Gold price (XAU/USD) appears to have run out of any form of bullish momentum after the Fed announced Friday it was ending leverage exemptions for banks once the current terms expire by month-end.
The Federal Reserve had eased the Supplementary Leverage Ratio (SLR) requirements for banks, as a way to allow them some extra liquidity via the exclusion of deposits and bonds from their capital reserve requirements.
This hawkish announcement from the Fed has enabled the 10-year bond yield to rise from intraday lows around 1.679% to trade at 1.730% as of the time of writing. With the US Dollar starting to see some strength, the ability of gold prices to stay above the $1730 mark is now under threat.

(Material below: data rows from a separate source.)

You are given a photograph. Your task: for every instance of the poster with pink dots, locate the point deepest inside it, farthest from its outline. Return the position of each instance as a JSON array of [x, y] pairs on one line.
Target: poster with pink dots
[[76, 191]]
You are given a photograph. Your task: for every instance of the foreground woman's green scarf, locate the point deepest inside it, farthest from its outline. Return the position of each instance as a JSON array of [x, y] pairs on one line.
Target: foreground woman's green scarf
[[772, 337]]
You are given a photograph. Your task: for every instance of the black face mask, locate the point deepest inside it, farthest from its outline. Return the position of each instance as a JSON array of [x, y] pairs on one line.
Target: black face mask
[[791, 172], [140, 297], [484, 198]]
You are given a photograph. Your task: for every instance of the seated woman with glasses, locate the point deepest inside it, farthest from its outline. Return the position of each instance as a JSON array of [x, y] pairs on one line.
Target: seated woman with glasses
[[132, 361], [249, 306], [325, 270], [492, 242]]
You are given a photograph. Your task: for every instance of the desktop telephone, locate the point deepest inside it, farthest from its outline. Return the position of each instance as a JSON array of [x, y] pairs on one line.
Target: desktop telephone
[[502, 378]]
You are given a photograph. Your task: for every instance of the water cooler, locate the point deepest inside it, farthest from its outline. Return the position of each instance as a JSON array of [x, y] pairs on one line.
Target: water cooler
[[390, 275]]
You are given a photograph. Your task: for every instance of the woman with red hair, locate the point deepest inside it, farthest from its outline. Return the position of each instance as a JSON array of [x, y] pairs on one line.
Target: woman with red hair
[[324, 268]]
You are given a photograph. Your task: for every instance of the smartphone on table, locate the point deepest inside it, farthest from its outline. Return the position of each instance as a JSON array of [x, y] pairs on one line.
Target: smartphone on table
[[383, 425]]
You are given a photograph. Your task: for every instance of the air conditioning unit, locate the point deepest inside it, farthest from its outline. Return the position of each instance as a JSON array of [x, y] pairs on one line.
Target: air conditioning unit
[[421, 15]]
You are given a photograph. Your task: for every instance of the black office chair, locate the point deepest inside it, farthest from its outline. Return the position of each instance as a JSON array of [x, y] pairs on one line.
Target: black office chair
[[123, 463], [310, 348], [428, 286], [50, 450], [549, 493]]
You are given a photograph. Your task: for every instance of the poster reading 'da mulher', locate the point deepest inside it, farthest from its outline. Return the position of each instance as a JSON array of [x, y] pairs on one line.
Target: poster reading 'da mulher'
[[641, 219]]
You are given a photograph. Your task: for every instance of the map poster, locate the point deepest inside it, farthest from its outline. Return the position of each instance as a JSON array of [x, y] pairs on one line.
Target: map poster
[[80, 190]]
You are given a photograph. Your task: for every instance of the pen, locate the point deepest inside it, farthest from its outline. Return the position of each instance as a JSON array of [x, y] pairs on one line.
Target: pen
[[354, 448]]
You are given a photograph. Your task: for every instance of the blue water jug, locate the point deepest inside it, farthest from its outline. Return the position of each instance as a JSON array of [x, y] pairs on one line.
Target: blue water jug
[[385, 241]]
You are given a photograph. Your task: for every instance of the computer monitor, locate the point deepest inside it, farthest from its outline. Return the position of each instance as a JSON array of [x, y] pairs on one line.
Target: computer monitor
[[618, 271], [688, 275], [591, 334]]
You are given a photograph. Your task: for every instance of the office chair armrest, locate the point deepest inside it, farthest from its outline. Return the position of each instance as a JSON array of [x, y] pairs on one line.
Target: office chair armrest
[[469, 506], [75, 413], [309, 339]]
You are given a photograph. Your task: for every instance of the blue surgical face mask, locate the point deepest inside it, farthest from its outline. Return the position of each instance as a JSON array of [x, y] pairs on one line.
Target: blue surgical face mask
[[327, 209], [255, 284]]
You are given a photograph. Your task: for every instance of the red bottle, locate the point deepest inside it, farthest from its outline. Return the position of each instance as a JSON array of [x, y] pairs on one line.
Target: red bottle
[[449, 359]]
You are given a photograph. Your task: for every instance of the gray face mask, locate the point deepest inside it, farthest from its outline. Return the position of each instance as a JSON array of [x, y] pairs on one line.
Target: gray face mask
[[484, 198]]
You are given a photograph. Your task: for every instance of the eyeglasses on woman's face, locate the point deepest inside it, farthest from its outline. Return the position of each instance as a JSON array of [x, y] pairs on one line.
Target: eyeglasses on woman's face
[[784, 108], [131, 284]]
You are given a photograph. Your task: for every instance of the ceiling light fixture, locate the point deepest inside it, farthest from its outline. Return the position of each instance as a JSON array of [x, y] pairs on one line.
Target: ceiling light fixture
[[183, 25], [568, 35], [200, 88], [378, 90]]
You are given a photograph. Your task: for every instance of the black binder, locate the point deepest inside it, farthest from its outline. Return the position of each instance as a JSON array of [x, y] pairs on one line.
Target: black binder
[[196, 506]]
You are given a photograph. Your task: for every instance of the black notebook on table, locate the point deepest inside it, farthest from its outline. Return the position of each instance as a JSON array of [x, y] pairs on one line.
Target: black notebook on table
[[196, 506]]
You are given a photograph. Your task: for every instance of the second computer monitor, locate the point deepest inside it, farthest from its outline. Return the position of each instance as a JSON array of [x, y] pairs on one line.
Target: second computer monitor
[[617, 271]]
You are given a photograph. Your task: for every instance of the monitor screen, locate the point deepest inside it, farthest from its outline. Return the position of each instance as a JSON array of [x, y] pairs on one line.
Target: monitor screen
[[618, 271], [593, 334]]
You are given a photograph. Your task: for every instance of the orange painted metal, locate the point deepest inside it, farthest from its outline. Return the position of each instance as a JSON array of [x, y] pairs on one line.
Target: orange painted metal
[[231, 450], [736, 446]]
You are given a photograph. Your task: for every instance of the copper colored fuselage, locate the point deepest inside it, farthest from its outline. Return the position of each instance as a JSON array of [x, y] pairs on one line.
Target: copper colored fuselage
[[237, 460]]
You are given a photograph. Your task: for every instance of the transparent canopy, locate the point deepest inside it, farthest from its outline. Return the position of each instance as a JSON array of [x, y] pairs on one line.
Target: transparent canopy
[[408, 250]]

Gold price is struggling to cross above the 1741.01 resistance line. This level is starting to look like a river too deep to cross for bulls on the XAU/USD. A price drop below the ascending trendline on the 4-hour chart, which connects the lows of 8 March, 12 March and 18 March, remain the support to watch. A drop below this line could trigger a huge selloff, targeting 1719.13 initially (18 March low), followed by the 1699.43 support and the 1680.59 support.
On the other hand, bulls need to force prices not just above 1741, but also above the 18 March high to form a higher high that signals a short-term uptrend. This move would then open the door for the gold price to attempt a march towards 1763.30, with 1789.49 serving as a potential target to the north that presently looks far-fetched in the short term.